Control panel in the lift for platforms 24 & 25, Central Station, 2012.

But shhh! Don’t tell anyone, it’s a secret!

ANNUAL UPDATE: One year doesn’t seem to have made a difference to the future of these dead platforms.

Bedlam Point Wharf/Scrub – Gladesville NSW

Hewn into the shores of the Parramatta River by teams of felons and convict, this scrubby tract of Great Northern Road is a relic revisited by an overgrown walking path. Nestled between the restored 19th century cottage of Banjo Patterson (itself becoming the churning engine room of a 1950’s industrial site – but that’s another story) and the haunted grounds of the Gladesville Asylum (another long story) this rocky outcrop has since been as forgotten as the aboriginal campsite it was built upon.

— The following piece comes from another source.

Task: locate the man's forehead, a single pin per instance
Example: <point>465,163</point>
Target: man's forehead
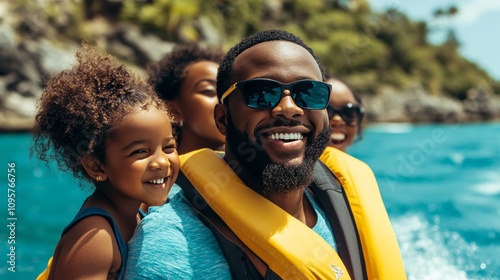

The path down to the derelict Bedlam Wharf 2012, Parramatta River, Gladesville NSW.

A ship berthed at the Bedlam Point Wharf around 1890. Image by Sydney photographer Henry King.

The first mention of a Wharf at Bedlam Point was around 1834. The ferry was operated by convict labour and could carry one horse and cart with a few passengers. It was at Bedlam that the Parramatta River is at its narrowest – which lead surveyors chart the Great North Road through this point.

The abandoned wharf at Bedlam Point.

Engineering at the time dictated a chain be fastened at either side to wind the punt across by hand. Today’s Rivercat is known to be – generally – more dependable. Unless you want it to stop here. Which it won’t.

The Sydney Gazette and New South Wales Advertiser
Saturday 27 February 1841

“The ferryman is not to be depended upon, for no later than Thursday last he lay dead drunk on the South Shore of the River,
within less than his own length of the water’s edge, in consequence of which several person lost their package to Sydney, and two of them, a lady and gentleman, were, we believe, compelled to remain all night at the “Red House” public house of Bedlam Point.”